Por Daniel Endebo (twitter: @danisendebo)
Fevereiro entrava em sua reta final quando o Flamengo anunciou oficialmente a desistência por Elias. O camisa 8, destaque absoluto da temporada 2013, tentou convencer os dirigentes do Sporting a aceitar a proposta rubro-negra, fato que foi negado pelos lisboetas; o Mais Querido, por sua vez, não estava disposto a dar um centavo a mais do que oferecera. Sem encontrar um denominador comum, o clube desviou olhares para o mercado, a fim de reforçar outros setores.
Éverton e Leo, destaques no Atlético-PR, foram contratados; Mugni, elogiado armador do pequeno Colón chegava cercado de expectativas; veteranos como Alecsandro e Elano vinham para "dar cancha" ao time que, quase que por acaso, chegou à Libertadores. Faltava encontrar um nome capaz de substituir Elias.
Alguns torcedores, iludidos pelo bom desempenho de Luiz Antônio na reta final de 2013, acreditavam que o prata da casa estava, enfim, pronto para assumir a bronca. Mas um controverso movimento fora de campo minou para sempre a relação entre o jogador e a Nação. A "volância", região do campo de onde emanava o coração do time campeão da Copa do Brasil, era terra arrasada dias antes da Libertadores da América.

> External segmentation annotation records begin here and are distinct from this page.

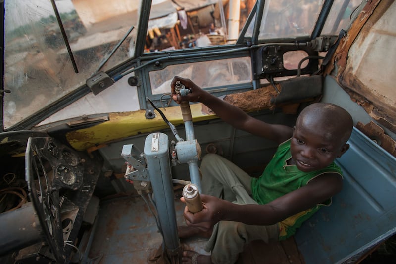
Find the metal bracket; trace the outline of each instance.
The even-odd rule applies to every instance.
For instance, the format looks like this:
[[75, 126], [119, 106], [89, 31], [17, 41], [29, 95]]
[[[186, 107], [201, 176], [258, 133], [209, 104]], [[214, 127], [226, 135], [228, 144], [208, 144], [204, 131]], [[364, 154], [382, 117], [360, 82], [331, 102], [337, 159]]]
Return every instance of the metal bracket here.
[[149, 181], [144, 154], [133, 144], [124, 145], [121, 156], [128, 163], [124, 176], [125, 179]]
[[92, 93], [96, 95], [114, 83], [107, 73], [100, 71], [87, 80], [85, 83]]

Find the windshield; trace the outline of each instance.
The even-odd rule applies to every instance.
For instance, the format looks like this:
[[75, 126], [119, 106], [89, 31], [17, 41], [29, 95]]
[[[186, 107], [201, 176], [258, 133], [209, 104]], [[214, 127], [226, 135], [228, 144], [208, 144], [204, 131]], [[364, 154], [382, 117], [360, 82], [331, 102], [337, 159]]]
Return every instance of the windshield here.
[[[135, 53], [137, 56], [149, 57], [155, 56], [157, 52], [172, 53], [172, 50], [235, 43], [246, 21], [249, 24], [244, 37], [251, 37], [255, 20], [249, 20], [248, 16], [250, 10], [254, 10], [255, 2], [152, 0], [150, 8], [147, 8], [148, 2], [141, 0], [6, 0], [4, 89], [10, 93], [3, 98], [4, 128], [12, 129], [49, 106], [52, 107], [51, 114], [56, 115], [53, 109], [56, 108], [57, 101], [70, 100], [72, 93], [98, 71], [108, 72], [133, 58]], [[326, 2], [323, 0], [265, 0], [259, 40], [309, 37]], [[335, 0], [321, 33], [338, 35], [341, 28], [347, 27], [360, 2], [360, 0]], [[142, 19], [148, 20], [141, 20], [144, 24], [142, 28], [138, 24], [141, 9]], [[137, 39], [137, 36], [141, 36], [140, 40]], [[135, 47], [141, 50], [135, 52]], [[233, 63], [222, 61], [227, 65]], [[243, 69], [250, 70], [248, 58], [241, 60], [240, 64]], [[233, 67], [227, 68], [231, 69], [229, 71], [233, 76]], [[150, 77], [155, 78], [155, 74], [163, 74], [169, 69], [150, 73]], [[238, 81], [251, 82], [248, 73], [242, 71], [242, 75], [238, 75]], [[171, 77], [166, 76], [166, 79]], [[234, 83], [234, 78], [230, 80]], [[210, 86], [215, 80], [205, 81]], [[89, 110], [77, 110], [70, 104], [67, 114], [60, 115], [63, 119], [56, 119], [125, 111], [120, 106], [124, 104], [113, 104], [114, 98], [126, 98], [125, 93], [132, 90], [136, 100], [125, 105], [133, 105], [134, 109], [142, 108], [136, 87], [131, 89], [126, 82], [116, 83], [99, 96], [86, 93], [73, 98], [73, 102]], [[151, 85], [149, 94], [163, 92], [158, 90], [159, 85], [152, 82]], [[87, 97], [90, 100], [81, 100]], [[62, 108], [65, 109], [64, 106]], [[49, 120], [52, 122], [54, 119]]]
[[[4, 97], [4, 128], [84, 84], [131, 27], [137, 28], [140, 4], [139, 0], [6, 0], [4, 81], [11, 93]], [[101, 70], [133, 56], [137, 32], [132, 30]]]

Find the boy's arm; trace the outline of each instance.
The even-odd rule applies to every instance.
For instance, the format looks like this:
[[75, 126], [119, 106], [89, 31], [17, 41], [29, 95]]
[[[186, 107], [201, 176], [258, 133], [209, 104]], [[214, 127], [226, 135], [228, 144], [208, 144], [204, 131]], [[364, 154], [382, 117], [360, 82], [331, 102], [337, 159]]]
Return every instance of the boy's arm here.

Sem os condutores de bola, Amaral virou abóbora; o renegado Muralha foi lançado titular sem convencer ninguém; Cáceres conseguia emplacar sua primeira sequência de jogos desde que fora contratado. Havia ainda o garoto Feijão que, a bem da verdade, ninguém entende porque foi contratado. Elano, o coadjuvante de luxo da Copa de 2010, era quem poderia oferecer algo a mais ao setor, mas sua precária condição física fez do atleta uma dor de cabeça sem tamanho.

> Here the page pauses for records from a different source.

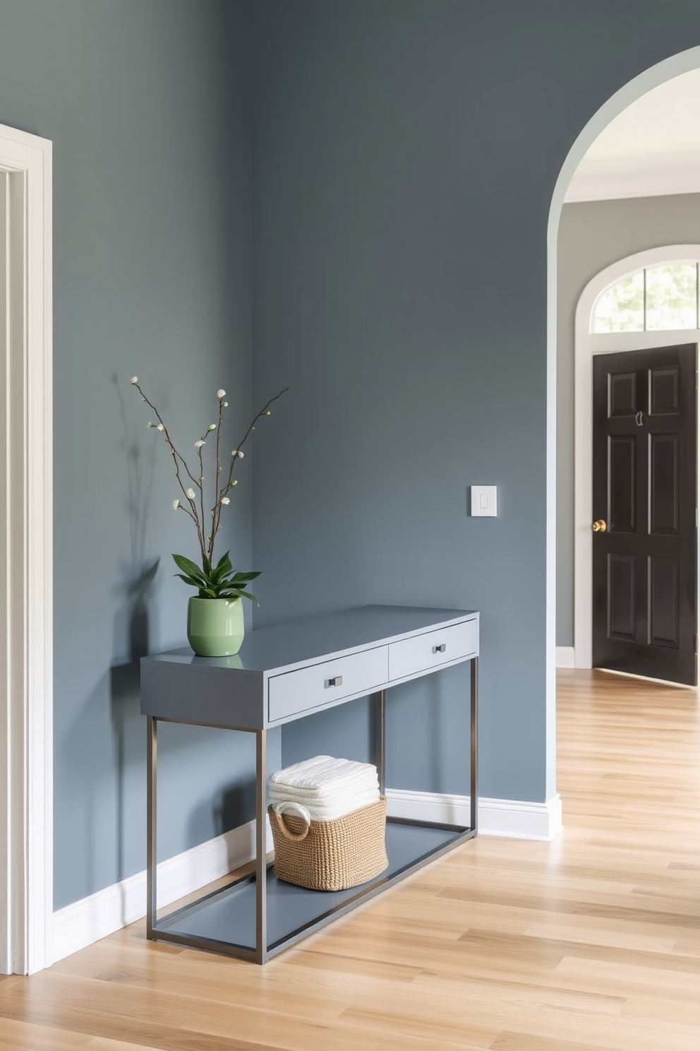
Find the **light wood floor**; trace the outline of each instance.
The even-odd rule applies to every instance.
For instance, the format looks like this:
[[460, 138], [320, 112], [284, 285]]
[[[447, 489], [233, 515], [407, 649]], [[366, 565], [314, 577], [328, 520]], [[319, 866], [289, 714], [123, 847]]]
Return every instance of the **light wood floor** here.
[[698, 1051], [695, 691], [559, 673], [553, 843], [480, 838], [264, 968], [134, 924], [0, 978], [33, 1051]]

Sem verba para quebrar a banca, o Flamengo mapeou o mercado. E encontrou Márcio Araújo livre após término de contrato com o Palmeiras. O jogador não poderia ser inscrito na Libertadores, mas ter opções a mais parecia um bom negócio. As credenciais, entretanto, não eram animadoras. Márcio fora alvo de uma campanha promovida por torcedores alviverdes, que faziam uma contagem regressiva para sua saída do clube (relembre aqui). Aos 29 anos, ninguém esperava de Márcio Araújo mais do que um feijão com arroz - e pouquíssimos esperavam que ele estivesse temperado.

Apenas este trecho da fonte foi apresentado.